The Delhi High Court today set aside the look out circular issued against Greenpeace activist Priya Pillai who was offloaded from a flight to London two months back, saying her fundamental right to travel cannot be curtailed.
Justice Rajiv Shakdher, while upholding her right to travel abroad, also said Pillai has every right to hold a different opinion on development policies and this cannot be the sole ground to restrict her movement.
The court set aside the look out circular (LOC) issued by Intelligence Bureau (IB) and asked the government to remove her name from the database containing names of individuals barred from leaving the country.

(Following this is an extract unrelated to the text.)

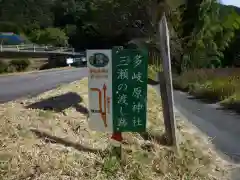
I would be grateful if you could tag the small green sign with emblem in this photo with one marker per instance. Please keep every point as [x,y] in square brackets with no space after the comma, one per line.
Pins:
[129,89]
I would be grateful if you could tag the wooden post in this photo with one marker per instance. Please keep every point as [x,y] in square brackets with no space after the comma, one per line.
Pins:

It also directed Bureau of Immigration to expunge the endorsements made on the activist's passport while offloading her from a flight on January 11 while she was going to London to make a presentation before British MPs on alleged human rights violation at Mahan in Madhya Pradesh.
The court, however, declined to order inquiry against officials involved in her offloading.

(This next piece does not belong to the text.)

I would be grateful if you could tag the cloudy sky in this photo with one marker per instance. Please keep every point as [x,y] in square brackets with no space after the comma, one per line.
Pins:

The judge, meanwhile, has not granted any compensation to Pillai saying she can ask for the same before an appropriate bench.
The high court had on February 19, reserved its judgement on Pillai's plea claiming that her right to freedom of speech and expression was being curtailed by an unlawful order of the executive.
Justifying the government's decision, Additional Solicitor General (ASG) Sanjay Jain had said that her visit to London was a serious threat to the nation and the speech she was going to make there is against the nation and had "potential for mischief" against India's economic interests.
He had said that the travel tickets financed in her name were from an organisation which is on the watch list of the Ministry of Home Affairs (MHA).
The ASG had claimed that diplomatic relations were "fluctuating" and existing good relations were no guarantee against "something undesirable" later.
The high court had earlier expressed concern over Pillai not being allowed to visit London, saying government has to draw a line between "nationalism and jingoism".
The court had said the government decision was not appropriate as there are many people, who indulged in various anti-national activities, but were travelling abroad.